The weekends are a time to unwind, but be careful: significantly altering your day-to-day with different patterns of eating could cause significant health troubles and could be linked with obesity.
Whether it’s a late-night snack while binging some Netflix or skipping the gym entirely until Monday’s session, a new study suggests that having fun and relaxing, or ditching our routines, aka “eating jet lag” could increase a person’s body mass index, which indicates whether a person’s weight is healthy.
For the study, researchers had over 1,000 people between ages 18 and 22 in Mexico and Spain participate, where they compared and observed the participants’ BMI by documenting with changes in their eating times during the weekends compared to the rest of the week.
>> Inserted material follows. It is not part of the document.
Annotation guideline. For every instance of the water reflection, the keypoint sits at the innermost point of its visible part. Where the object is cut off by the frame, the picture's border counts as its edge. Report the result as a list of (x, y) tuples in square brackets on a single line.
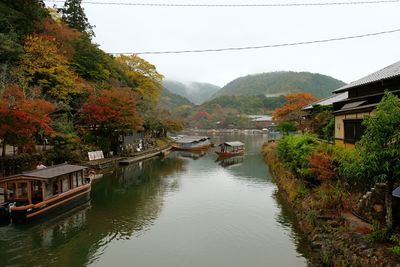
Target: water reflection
[(123, 205), (184, 210), (226, 162), (191, 154), (287, 218)]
The term “eating jet lag” was created as a measuring purpose for this study. Researchers observed what participants normally ate during breakfast, lunch, and dinner during the weekend compared to what was consumed on a typical weekday. By coining this as jet lag, it means participants were pushing meals more than 3.5 hours past their normal window on weekends compared to during the week.
“Our results show changing the timing of the three meals during the weekend is linked to obesity. The highest impact on the BDI could occur when there is a 3.5-hour difference in eating schedules. After this, the risk of obesity could increase, since we saw individuals who showed a 3.5-hour eating jet lag increased their BDI in 1.3. kg/m2”, said María Fernanda Zerón Rugerio, the first author of the study.
Translating these numbers to every-day use: skipping breakfast for a late boozy brunch with friends or dining later in the evening could mean extra pounds.
Researchers said additional studies are needed to figure out the long-term effects, but the study did suggest that eating differently on the weekend can unbalance the body’s circadian clock and alter metabolic functions.
“Our biological clock is like a machine, and is ready to unchain the same physiological and metabolic response at the same time of the day, every day of the week,” noted Trinitat Cambras. “Fixed eating and sleep schedules help the body to be organized and promote energy homeostasis. Therefore, people with a higher alteration of their schedules have a higher risk of obesity.”
Despite the findings, one London-based nutritionist told The Daily Mail that the study has its limitations.
“It’s less easy to account for other variables that might affect outcomes such as an individual’s weight,” Kim Pearson told The Daily Mail. “This is summed up by the saying ‘correlation does not imply causation’ meaning that just because two circumstances coexist, it does not mean that one has necessarily caused the other.
“When it comes to achieving and maintaining a healthy weight, what we do know for sure is that what we eat and how much is key.”
This isn’t the first study to shine a light on weekend behaviors. A study done by the American Academy of Sleep Medicine found that jet lag on the weekends can influence mood behaviors and bad health while increasing the risk of heart disease by as much as 11%.
A separate study found that trying to make up for lost sleep on the weekends isn’t as beneficial benefit as one might think because adjusting your sleep pattern could make sleep habits even worse.